In 2003, in response to an imminent threat of local lion extinction, Maasailand Preservation Trust (MPT) which in 2010 became the Big Life Foundation (BLF), in close collaboration with the local community, conceived a first-of-its-kind predator compensation programme. The intention was to better balance the costs and benefits of living with wildlife and thereby replace conflict and retaliation with tolerance and cohabitation.
This novel conservation strategy remains one of the most far-reaching and effective projects, the first of its kind, implemented in the Amboseli-Kilimanjaro Maasailand ecosystem.

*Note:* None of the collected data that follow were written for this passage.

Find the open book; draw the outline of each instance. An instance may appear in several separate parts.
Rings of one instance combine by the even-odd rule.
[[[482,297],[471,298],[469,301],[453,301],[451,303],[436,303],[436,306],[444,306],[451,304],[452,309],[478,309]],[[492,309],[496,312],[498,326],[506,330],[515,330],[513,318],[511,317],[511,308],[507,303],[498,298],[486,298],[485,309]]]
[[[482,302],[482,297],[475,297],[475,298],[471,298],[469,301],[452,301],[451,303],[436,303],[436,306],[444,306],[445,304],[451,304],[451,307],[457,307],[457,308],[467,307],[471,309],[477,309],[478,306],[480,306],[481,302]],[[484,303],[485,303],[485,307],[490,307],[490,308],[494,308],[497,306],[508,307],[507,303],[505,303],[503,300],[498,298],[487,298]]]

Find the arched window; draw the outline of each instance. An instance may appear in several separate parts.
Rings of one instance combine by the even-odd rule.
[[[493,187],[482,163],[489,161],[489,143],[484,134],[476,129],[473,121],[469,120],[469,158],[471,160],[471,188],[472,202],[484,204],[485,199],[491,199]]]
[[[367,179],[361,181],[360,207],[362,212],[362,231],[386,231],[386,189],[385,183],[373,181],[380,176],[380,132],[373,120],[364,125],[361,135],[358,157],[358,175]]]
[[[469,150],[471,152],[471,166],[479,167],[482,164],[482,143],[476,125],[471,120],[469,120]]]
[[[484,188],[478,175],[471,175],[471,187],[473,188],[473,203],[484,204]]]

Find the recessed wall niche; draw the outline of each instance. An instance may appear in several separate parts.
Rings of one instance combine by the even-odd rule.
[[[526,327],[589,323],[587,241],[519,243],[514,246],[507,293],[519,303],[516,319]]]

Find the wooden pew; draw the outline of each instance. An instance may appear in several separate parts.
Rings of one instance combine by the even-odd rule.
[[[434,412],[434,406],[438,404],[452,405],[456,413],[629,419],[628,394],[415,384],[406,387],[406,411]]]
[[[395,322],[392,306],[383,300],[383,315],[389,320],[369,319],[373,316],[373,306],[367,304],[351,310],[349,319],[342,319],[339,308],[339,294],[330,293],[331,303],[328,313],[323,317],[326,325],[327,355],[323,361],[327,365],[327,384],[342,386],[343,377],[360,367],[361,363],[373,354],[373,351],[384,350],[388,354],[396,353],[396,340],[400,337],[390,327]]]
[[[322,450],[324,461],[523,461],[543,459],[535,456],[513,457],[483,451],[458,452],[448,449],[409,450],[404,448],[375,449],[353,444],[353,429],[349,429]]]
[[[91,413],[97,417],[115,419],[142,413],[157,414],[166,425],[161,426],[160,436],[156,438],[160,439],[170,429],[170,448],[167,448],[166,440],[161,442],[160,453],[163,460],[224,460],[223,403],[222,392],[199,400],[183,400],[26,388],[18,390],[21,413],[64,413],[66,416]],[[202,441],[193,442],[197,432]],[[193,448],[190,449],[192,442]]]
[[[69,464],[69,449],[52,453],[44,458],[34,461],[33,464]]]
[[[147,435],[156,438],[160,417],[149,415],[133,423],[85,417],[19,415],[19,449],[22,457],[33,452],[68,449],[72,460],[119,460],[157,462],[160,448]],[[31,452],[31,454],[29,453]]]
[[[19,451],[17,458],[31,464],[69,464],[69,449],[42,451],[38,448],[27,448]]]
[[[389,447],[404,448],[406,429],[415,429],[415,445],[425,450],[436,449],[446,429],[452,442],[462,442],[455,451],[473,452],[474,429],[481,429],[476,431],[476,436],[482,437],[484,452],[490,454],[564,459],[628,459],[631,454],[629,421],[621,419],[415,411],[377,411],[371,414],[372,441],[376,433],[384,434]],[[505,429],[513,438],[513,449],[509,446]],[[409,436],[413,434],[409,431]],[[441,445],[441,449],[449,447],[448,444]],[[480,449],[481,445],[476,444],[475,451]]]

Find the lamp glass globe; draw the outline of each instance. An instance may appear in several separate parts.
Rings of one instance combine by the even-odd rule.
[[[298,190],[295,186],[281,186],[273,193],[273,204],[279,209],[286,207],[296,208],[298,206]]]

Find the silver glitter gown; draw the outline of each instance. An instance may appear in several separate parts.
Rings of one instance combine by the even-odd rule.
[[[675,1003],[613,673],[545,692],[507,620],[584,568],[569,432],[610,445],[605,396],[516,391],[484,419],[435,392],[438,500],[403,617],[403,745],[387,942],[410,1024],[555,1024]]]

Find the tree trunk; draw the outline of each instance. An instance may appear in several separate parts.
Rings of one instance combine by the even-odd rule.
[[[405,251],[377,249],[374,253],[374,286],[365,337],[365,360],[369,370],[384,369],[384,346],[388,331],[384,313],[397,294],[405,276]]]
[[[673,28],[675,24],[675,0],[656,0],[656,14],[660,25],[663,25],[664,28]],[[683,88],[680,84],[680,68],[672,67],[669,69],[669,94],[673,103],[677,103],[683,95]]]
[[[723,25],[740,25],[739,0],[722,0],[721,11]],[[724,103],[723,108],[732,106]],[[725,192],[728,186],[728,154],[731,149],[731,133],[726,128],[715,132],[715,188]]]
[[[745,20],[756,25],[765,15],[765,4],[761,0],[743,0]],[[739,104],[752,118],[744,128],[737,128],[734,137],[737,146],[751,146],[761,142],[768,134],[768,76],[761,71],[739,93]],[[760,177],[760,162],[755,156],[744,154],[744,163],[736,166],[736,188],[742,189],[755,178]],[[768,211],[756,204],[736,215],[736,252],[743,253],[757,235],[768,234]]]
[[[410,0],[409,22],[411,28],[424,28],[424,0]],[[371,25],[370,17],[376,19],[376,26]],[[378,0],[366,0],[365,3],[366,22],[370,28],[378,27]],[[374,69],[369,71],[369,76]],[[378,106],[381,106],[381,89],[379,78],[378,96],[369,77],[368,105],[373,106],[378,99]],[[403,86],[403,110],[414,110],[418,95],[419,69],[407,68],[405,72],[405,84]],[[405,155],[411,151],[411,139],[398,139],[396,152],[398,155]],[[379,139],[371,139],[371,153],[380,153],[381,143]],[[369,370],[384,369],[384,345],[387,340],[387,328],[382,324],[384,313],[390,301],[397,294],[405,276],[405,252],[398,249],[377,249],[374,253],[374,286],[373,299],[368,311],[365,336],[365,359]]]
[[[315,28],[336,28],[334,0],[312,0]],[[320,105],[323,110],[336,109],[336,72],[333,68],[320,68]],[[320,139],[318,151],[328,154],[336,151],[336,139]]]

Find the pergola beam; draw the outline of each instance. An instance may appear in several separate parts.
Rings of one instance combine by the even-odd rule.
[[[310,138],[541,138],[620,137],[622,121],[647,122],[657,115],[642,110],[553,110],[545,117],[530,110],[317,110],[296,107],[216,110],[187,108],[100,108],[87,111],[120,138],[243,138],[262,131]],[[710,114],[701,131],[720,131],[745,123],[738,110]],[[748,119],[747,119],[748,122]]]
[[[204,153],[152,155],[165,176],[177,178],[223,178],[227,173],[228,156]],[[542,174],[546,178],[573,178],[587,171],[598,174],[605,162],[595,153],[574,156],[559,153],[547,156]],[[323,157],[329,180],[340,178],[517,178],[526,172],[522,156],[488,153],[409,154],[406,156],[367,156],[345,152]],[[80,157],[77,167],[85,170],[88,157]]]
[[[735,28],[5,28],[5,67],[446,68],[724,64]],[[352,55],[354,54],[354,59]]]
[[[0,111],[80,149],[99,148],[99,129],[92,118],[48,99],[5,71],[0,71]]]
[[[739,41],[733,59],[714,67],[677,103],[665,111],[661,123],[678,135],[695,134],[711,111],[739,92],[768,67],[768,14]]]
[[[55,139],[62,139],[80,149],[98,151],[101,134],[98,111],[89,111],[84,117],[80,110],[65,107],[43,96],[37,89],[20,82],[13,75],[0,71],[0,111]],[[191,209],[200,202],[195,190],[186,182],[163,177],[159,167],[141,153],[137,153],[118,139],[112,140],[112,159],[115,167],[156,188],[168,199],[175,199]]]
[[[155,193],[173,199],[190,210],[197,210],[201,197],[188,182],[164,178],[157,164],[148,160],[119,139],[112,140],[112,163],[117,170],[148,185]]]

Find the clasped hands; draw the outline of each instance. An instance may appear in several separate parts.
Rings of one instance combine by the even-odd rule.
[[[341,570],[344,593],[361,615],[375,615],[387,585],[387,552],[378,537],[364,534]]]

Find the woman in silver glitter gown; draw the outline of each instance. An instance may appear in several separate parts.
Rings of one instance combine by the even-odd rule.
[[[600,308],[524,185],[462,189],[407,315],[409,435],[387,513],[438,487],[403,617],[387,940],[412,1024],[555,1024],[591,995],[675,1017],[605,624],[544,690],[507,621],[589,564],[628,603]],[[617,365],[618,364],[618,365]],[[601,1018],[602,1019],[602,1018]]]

One of many key aspects of PCF is that it acts as an umbrella of protection – not only preventing lion extinction but also providing coverage for other persecuted species, such as hyena, cheetah, leopard, wild dog and jackal.
The raising of livestock in Maasailand is a vital activity for the community’s subsistence. Consequently, predators are under constant threat from livestock owners who view them as a danger to their livestock and kill them in retribution for livestock losses. Retaliatory killing is the major threat to Africa’s lion population. Recent estimates show that 20 years ago 200,000 lions lived in Africa, today there are less than 25,000, with no more than 2,000 residing in Kenya.
The success achieved by PCF in its past years is arguably unequalled in African conservation:
Since inception, lion killing has virtually stopped on Mbirikani Group Ranch, a Maasai community of 10,000 individuals. Only 6 lions were killed by livestock owners during the first nine years of the project. During that same period, more than 200 lions were killed on the neighbouring group ranches where the PCF programme did not (yet) exist. The same community that now protects lions killed 22 in just 18 months prior to introduction of PCF.
A key factor to PCF’s success is the requirement that the entire community must support the objectives of the programme or compensation will cease for everyone.